The pain is a hum in his ears, blood rushing through him and endorphins desperate to soothe him. It’s not enough. Each breath pulls the cuts wide and though the ache in his bottom had dimmed in the heat of the whipping, it returns full force to leave him dizzy. He doesn’t hear Finch put away the whip. Doesn’t hear him return to his side and only when Finch pushes his knees apart to remove the bar does he realize he’s being untied.
It’s just as well that Finch takes his time putting away the spreader, John is a single nerve rubbed raw and hot and every motion burns. When the cuffs come away, his arms fall to his sides, numb. Or perhaps they ache as well. John doesn’t imagine he could know anything less than the fire in his back.
The pocket square is still in his hand.
Harold plucks it from his fingers and tucks it into his pocket. “Get up and come to the bath.” He orders, leaving John alone in the room.
John wants to stand and follow him. He urges his body to obey, it’s easy, he tells himself, just stand up.
His body disagrees.
He does rise, sore and aching, and makes his way to the washroom. Harold has the first aid cart they keep on hand rolled out. The tray on top has bandages, gauze and two bottles, one of which John recognizes as antibacterial salve. The other is darker, unfamiliar.

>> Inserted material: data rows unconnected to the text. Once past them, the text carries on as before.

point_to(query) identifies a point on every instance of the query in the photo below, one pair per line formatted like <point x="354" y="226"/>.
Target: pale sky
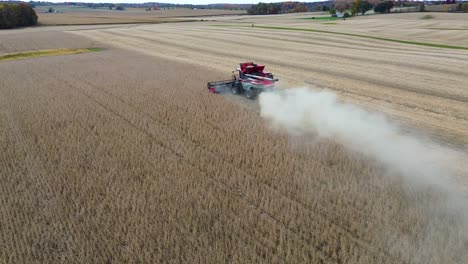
<point x="194" y="2"/>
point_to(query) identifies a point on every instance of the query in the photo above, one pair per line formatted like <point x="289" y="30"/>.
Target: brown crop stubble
<point x="135" y="164"/>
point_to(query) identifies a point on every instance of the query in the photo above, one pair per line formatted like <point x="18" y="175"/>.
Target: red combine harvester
<point x="249" y="79"/>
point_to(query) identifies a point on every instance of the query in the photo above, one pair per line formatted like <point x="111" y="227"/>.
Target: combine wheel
<point x="236" y="88"/>
<point x="251" y="93"/>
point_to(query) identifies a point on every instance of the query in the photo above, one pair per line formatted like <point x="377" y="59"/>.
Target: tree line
<point x="17" y="15"/>
<point x="279" y="8"/>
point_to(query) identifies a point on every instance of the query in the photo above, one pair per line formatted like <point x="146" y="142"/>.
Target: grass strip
<point x="434" y="45"/>
<point x="44" y="53"/>
<point x="326" y="18"/>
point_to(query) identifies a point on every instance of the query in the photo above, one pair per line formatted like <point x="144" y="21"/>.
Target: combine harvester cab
<point x="249" y="79"/>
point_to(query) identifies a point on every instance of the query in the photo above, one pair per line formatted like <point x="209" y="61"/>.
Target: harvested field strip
<point x="324" y="54"/>
<point x="233" y="55"/>
<point x="193" y="164"/>
<point x="44" y="53"/>
<point x="330" y="40"/>
<point x="117" y="22"/>
<point x="310" y="237"/>
<point x="184" y="136"/>
<point x="434" y="45"/>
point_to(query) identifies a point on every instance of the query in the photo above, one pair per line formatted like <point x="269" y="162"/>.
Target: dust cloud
<point x="305" y="111"/>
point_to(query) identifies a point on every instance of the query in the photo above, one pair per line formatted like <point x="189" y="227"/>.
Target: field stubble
<point x="128" y="164"/>
<point x="107" y="162"/>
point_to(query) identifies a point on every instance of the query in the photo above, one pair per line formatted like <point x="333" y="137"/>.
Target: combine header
<point x="248" y="79"/>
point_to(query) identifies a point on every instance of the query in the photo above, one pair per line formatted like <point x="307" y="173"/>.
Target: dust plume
<point x="305" y="111"/>
<point x="420" y="162"/>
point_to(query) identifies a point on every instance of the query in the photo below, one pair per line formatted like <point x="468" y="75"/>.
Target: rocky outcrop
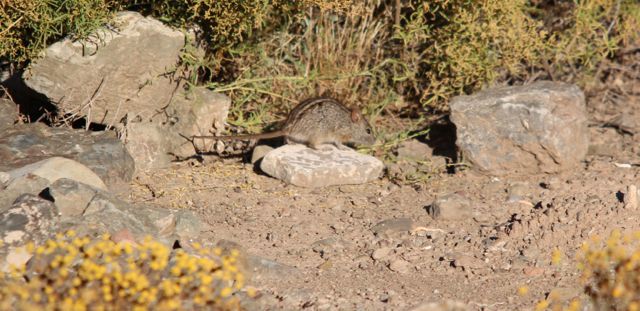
<point x="102" y="152"/>
<point x="536" y="128"/>
<point x="124" y="77"/>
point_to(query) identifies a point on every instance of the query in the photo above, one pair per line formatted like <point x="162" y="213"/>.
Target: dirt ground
<point x="318" y="245"/>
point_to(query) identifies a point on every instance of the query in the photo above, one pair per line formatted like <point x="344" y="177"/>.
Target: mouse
<point x="316" y="122"/>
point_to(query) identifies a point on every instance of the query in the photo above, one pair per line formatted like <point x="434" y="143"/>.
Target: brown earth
<point x="324" y="240"/>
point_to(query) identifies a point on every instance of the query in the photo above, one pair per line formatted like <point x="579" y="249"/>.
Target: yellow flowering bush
<point x="610" y="274"/>
<point x="611" y="271"/>
<point x="79" y="273"/>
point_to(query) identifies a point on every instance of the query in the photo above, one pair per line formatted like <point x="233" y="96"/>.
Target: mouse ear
<point x="355" y="115"/>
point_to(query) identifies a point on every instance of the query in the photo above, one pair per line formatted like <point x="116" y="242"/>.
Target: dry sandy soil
<point x="318" y="245"/>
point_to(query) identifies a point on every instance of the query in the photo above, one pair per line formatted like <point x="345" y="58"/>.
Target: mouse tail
<point x="268" y="135"/>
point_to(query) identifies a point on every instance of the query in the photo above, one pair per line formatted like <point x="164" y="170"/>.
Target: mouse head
<point x="361" y="132"/>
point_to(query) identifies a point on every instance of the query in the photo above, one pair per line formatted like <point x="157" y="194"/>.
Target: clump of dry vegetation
<point x="79" y="273"/>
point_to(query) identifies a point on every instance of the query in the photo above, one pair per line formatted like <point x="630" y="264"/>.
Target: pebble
<point x="381" y="253"/>
<point x="400" y="266"/>
<point x="450" y="207"/>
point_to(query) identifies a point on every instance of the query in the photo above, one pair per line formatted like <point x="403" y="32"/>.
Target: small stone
<point x="392" y="226"/>
<point x="259" y="152"/>
<point x="381" y="253"/>
<point x="533" y="271"/>
<point x="148" y="144"/>
<point x="188" y="224"/>
<point x="400" y="266"/>
<point x="564" y="294"/>
<point x="123" y="236"/>
<point x="306" y="167"/>
<point x="448" y="305"/>
<point x="71" y="197"/>
<point x="55" y="168"/>
<point x="8" y="113"/>
<point x="4" y="179"/>
<point x="450" y="207"/>
<point x="17" y="257"/>
<point x="467" y="262"/>
<point x="30" y="218"/>
<point x="262" y="268"/>
<point x="415" y="150"/>
<point x="519" y="189"/>
<point x="328" y="246"/>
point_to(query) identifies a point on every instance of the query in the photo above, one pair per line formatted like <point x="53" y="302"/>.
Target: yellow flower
<point x="618" y="291"/>
<point x="226" y="292"/>
<point x="542" y="305"/>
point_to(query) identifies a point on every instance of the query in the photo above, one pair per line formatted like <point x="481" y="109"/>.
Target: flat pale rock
<point x="529" y="129"/>
<point x="305" y="167"/>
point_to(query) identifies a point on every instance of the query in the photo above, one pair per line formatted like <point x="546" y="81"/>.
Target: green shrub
<point x="28" y="26"/>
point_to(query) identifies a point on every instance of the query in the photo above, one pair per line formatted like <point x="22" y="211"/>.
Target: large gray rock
<point x="55" y="168"/>
<point x="116" y="72"/>
<point x="121" y="78"/>
<point x="35" y="177"/>
<point x="30" y="218"/>
<point x="536" y="128"/>
<point x="305" y="167"/>
<point x="102" y="152"/>
<point x="154" y="144"/>
<point x="97" y="211"/>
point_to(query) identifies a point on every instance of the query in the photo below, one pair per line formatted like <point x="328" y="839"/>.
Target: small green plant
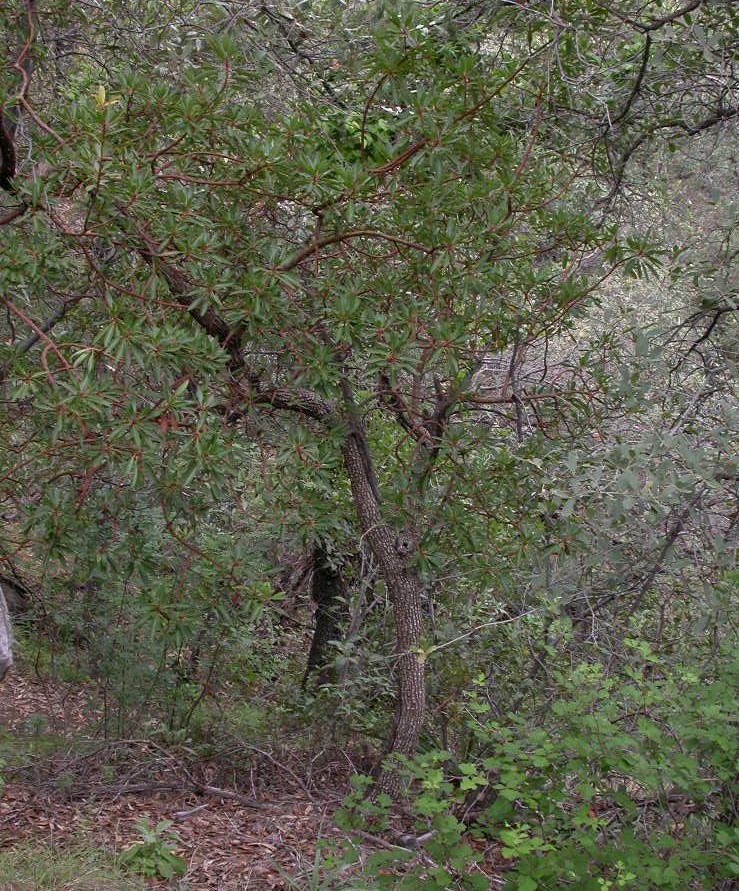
<point x="154" y="856"/>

“Sit.” Harold gestures to the low rolling chair he has out. John obeys as best he can. Sitting is a nightmare but when he leans his arms against he back of the chair, the wounds in his shoulder stretch and he whimpers.
“Hush.”
John obeys.
Harold turns his attention to the bottles. “This is tincture of Iodine.” He says, picking up the dark bottle, “If I pour this into those little cuts, they will scar.” He sets the bottle beside the salve and folds his hands. “You will pick which of these I will use.”
John looks at the little bottle and realizes the implications of what he is being offered. “The shoulders.” He says softly, keeping his eyes low, “You cut that pattern into the men you have me dump in the river.” Harold doesn’t respond, doesn’t seem to have heard John at all. “It’s your signature.”
“It is your choice.” Harold is still cold and John knows this decision will seal his fate.
His fingers tremble as he reaches out and picks up the Iodine, holding it out to Harold.